Here, she remembers protesting. A ridiculous argument from a boy barely beyond puberty. Yet, perhaps not. How can she compete with such domestic expectations?

It just shows how little she knows him.

He rises from the couch and paces the living room. Is he putting his clothes on yet? She can’t remember. The conversation continues. Is it seconds? Minutes? Is she speaking? Is he? She only remembers, at some point, taking shelter in the kitchen.

She leans over the stove and stares at the coffee maker. She registers chrome and steel, burners and Formica.

The world begins to split, to reconfigure itself. Every conversation, every text, every whispered sentiment can now be categorized in novel ways.

Until this moment she has nurtured certain beliefs. They need to be reevaluated.

For example, the belief that Steven is a truth teller. Isn’t everyone a truth teller until they prove otherwise? He is just a kid who plays games, and she can conquer this.

Then there is the certainty that Steven wants to be exclusive with her. And so they are. Or were. They are both exclusive.

She also operates under the premise that Steven is, was, perhaps, falling in love with her. She is, most definitely, falling in love with him.

What is past tense and what is present?

Despite her shock, the challenge of this re-categorization lights a cerebral flame. Mentally, she observes this flame, as if an outsider to her own brain waves, and recognizes its potential. It represents a hope that life goes on, no matter how grim.

Because there are new categories with which to attend. These new categories are already starting to form. They are brilliant. They explain. They help intellect triumph where emotion has failed. But right now, only one of these categories preoccupies her mind. One is stuck on repeat as she stares at the kitchen countertop and the grates over the gas burners.

Steven is a liar.

Their entire interaction, months of texting, hours of violent, time-shifting sex, rushes up to meet this truth. Every thing he’s ever said to her smashes up against this new barrier. It is like a concrete wall in the middle of the sea. The waves don’t know where to go, what to do. They flounder. She flounders.

“Say something,” she hears him say, while she drowns.

She can’t respond.

“Look, it’s okay. You can see other people too. Just don’t tell me about it. But I’d like to keep going with you.”

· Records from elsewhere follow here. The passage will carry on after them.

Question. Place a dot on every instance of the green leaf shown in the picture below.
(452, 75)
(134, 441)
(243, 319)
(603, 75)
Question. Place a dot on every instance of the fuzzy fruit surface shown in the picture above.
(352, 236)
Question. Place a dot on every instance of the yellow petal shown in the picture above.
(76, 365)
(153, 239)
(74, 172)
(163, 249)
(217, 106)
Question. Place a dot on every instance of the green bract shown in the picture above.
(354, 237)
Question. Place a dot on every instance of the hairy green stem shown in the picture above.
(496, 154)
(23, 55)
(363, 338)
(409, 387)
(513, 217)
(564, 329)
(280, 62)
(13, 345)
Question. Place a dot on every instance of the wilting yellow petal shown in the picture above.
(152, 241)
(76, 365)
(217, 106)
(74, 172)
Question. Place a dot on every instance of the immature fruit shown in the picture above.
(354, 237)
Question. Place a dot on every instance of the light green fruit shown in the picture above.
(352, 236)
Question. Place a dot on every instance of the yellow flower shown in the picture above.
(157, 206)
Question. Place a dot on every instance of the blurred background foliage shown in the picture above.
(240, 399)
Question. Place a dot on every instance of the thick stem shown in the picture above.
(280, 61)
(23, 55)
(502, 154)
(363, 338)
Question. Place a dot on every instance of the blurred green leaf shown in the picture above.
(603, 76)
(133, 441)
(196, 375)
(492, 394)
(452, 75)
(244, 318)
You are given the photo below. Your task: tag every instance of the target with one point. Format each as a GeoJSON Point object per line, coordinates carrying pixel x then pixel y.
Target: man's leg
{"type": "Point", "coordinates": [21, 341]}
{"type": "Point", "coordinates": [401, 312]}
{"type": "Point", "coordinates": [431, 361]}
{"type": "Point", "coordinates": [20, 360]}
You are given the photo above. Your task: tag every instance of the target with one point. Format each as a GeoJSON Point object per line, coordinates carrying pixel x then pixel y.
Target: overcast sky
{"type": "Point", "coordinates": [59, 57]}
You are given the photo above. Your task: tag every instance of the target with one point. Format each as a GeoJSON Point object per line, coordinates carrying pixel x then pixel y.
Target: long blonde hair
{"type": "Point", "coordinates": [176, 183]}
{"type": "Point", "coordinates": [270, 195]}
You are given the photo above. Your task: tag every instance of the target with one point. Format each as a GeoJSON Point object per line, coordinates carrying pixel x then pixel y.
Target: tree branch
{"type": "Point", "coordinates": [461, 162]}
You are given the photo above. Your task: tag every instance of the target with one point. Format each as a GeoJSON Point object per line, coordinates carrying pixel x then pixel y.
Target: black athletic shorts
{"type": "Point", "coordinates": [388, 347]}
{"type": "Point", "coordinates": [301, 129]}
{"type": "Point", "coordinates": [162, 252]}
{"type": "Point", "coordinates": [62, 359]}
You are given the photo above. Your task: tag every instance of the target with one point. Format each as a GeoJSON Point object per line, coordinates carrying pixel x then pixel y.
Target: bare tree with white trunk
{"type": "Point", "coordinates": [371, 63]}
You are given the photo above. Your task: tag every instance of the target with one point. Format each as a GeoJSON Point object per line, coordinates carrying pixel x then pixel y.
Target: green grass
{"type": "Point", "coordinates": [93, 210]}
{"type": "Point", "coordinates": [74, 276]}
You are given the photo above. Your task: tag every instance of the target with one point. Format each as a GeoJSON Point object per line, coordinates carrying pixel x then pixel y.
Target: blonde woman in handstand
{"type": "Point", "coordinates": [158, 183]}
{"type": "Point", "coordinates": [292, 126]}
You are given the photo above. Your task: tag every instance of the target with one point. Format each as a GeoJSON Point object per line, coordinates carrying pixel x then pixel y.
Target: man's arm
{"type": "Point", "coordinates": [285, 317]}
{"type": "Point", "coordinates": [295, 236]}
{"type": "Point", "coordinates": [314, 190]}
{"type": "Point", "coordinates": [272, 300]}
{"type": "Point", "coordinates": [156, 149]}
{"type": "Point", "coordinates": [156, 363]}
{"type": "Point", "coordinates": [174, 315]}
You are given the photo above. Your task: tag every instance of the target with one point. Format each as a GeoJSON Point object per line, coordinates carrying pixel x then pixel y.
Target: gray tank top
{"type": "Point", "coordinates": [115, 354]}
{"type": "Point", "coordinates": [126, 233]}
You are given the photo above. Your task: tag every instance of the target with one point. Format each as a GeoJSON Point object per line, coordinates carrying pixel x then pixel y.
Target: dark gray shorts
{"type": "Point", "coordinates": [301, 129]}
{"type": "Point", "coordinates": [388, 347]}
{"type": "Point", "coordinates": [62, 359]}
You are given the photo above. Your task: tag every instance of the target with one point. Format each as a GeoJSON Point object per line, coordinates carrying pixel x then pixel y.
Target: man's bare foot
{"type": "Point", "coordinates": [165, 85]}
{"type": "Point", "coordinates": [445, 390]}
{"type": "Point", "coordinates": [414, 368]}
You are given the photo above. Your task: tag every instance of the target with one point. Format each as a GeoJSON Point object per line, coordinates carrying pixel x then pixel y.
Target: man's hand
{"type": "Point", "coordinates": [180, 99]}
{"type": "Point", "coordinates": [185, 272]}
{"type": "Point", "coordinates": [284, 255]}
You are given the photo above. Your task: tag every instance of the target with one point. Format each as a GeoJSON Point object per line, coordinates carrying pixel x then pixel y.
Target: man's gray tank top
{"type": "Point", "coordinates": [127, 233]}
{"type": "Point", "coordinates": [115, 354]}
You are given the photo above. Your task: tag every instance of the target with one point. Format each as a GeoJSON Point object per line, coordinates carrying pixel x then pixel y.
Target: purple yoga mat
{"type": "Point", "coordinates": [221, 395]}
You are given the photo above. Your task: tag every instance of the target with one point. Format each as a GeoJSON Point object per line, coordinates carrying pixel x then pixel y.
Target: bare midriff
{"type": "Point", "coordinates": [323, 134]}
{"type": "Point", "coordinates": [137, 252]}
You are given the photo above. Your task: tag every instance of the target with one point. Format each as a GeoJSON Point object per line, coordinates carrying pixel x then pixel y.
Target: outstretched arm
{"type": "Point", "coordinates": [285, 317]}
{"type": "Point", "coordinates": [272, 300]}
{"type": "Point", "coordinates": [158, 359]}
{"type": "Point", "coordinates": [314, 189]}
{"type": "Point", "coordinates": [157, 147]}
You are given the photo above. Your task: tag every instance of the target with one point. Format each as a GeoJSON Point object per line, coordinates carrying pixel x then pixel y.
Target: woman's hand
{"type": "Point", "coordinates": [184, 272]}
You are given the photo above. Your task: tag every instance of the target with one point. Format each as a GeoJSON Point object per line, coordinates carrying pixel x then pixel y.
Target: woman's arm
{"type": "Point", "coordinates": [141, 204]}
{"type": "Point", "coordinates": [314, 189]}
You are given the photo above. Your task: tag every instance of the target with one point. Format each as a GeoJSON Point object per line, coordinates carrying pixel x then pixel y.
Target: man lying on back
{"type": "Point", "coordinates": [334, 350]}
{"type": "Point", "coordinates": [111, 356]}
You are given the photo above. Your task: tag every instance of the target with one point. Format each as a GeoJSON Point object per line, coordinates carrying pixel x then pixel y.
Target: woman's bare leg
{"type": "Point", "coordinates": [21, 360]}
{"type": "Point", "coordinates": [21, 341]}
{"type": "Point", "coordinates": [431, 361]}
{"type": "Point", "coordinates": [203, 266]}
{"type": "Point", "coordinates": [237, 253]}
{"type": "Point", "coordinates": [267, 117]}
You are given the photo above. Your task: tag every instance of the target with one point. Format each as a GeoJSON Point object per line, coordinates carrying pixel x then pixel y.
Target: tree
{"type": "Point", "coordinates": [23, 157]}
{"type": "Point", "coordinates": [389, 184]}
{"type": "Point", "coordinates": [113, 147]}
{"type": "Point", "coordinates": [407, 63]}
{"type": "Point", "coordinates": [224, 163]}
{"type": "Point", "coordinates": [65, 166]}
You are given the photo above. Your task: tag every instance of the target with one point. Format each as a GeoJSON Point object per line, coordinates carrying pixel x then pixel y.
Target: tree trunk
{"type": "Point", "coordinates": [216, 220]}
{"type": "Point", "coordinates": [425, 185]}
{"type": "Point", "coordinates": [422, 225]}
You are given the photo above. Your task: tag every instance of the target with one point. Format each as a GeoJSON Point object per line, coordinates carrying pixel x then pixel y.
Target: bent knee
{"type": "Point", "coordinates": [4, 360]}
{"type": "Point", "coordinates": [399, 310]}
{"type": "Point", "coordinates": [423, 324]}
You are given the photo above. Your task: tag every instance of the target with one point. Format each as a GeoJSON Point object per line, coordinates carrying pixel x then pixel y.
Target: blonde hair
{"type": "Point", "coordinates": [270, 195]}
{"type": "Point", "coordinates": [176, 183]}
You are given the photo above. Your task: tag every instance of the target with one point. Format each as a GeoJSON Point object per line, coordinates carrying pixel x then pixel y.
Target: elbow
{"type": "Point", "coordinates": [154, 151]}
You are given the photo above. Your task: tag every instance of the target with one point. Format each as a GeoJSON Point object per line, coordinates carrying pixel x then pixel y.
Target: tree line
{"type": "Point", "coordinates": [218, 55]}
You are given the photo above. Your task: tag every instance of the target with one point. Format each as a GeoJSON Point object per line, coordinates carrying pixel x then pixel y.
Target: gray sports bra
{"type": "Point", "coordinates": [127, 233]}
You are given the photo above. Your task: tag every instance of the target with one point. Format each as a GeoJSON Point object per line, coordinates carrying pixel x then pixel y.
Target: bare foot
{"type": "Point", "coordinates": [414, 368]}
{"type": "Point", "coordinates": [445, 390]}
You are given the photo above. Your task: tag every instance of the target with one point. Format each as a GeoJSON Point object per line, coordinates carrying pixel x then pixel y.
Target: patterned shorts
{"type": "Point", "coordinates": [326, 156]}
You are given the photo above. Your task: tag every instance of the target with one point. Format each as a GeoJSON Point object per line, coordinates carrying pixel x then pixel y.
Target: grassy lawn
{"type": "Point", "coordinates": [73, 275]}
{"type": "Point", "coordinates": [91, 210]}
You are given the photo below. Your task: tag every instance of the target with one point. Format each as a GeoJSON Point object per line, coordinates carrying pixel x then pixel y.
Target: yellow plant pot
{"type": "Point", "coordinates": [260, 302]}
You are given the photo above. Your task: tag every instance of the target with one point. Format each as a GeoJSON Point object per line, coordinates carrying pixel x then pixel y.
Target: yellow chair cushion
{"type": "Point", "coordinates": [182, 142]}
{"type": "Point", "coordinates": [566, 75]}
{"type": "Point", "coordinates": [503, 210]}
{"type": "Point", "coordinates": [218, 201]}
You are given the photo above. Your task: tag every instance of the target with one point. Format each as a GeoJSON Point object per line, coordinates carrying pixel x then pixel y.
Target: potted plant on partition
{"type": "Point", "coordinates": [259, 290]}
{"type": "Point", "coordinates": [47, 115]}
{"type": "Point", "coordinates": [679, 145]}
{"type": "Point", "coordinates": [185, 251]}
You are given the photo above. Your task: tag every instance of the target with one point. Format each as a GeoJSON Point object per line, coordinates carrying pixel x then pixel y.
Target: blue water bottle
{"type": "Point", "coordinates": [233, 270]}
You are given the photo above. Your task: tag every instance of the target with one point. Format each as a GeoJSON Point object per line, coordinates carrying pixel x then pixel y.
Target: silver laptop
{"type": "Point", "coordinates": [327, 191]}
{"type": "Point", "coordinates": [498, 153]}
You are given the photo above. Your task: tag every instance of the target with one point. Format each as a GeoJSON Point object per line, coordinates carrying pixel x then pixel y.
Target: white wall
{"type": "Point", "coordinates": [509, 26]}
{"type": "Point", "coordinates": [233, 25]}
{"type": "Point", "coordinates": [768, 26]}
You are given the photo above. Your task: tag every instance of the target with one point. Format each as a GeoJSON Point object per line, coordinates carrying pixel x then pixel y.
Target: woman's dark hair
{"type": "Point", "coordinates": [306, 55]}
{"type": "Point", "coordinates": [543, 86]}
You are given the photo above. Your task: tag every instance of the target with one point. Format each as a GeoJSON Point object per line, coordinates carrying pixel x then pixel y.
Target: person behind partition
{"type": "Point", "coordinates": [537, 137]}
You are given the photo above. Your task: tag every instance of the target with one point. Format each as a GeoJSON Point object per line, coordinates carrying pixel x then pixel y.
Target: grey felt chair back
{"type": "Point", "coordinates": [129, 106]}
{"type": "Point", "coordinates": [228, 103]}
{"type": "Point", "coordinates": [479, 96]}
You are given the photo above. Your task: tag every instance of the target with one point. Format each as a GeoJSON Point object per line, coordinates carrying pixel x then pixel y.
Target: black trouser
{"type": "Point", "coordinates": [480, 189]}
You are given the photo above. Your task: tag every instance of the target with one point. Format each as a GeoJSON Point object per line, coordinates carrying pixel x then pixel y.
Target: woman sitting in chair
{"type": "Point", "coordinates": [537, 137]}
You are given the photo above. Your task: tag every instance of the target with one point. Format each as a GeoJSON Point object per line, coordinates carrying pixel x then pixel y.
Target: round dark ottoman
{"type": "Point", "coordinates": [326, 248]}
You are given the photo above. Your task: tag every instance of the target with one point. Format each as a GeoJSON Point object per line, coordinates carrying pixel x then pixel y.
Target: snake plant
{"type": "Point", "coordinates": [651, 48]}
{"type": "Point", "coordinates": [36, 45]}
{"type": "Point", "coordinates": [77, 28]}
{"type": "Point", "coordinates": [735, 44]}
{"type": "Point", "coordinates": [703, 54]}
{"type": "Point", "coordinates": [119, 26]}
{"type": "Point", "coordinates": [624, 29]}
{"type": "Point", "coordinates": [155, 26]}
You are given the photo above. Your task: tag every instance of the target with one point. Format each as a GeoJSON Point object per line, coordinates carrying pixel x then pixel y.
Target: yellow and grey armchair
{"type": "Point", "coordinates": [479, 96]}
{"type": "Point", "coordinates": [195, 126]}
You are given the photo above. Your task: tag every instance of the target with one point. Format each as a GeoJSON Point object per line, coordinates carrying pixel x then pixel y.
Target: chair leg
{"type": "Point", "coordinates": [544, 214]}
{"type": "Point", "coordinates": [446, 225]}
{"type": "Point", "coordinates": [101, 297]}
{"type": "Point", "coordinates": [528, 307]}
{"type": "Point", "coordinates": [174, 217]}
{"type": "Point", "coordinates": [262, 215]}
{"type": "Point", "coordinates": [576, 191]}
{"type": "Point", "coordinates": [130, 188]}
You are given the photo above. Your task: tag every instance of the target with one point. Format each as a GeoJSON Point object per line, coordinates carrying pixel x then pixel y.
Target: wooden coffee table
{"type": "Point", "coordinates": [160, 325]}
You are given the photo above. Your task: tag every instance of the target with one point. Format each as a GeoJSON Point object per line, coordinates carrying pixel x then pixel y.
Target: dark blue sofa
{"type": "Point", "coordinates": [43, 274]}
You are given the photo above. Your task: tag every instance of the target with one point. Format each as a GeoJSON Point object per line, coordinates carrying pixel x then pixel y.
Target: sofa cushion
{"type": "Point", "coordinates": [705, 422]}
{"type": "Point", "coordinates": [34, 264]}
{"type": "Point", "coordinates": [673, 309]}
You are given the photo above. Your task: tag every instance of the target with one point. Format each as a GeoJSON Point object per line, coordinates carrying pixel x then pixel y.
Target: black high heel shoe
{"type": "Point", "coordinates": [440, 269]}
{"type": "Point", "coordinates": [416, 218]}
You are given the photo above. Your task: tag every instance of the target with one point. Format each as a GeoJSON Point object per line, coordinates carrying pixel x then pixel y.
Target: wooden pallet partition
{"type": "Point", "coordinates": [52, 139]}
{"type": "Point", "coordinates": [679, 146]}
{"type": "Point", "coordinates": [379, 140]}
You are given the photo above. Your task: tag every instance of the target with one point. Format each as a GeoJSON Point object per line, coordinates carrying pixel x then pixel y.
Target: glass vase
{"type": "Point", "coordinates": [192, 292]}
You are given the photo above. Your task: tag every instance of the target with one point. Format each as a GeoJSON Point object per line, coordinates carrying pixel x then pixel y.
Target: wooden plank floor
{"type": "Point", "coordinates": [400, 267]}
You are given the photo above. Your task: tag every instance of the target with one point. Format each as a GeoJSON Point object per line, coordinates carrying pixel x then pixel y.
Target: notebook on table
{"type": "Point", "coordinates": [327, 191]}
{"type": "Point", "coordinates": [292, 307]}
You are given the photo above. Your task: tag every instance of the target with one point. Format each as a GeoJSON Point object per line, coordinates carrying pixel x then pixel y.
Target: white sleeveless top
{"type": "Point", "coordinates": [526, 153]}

She does not, cannot speak. There is a hard-boiled egg pressing against her larynx. Yet her mind flashes with hope. It doesn’t have to be over. He’s just said so.

“Can’t we keep going? This is the best sex I’ve ever had.”

She doesn’t say anything.

“Say something. Why don’t you say something?” Now his tone is growing shrill.

It is time. In these moments, she is a thinker, not a feeler. Though the feelings will shred her later, for now, logic wins. It always happens this way.

She thinks of the words written on a door in his apartment, seen only in a photo.

Cherish Yesterday

Dream of Tomorrow

But Live Today

She turns around. She meets his eyes for the briefest second, and then drops her gaze to his chest as she passes by. As she passes by she holds her breath so she won’t smell him. Then she speaks her last words.

“I don’t ever want to see you again.”

She walks with long strides to the front door and holds it open. She stares at the door as he passes by, silent. She closes the door behind him and walks back to the kitchen.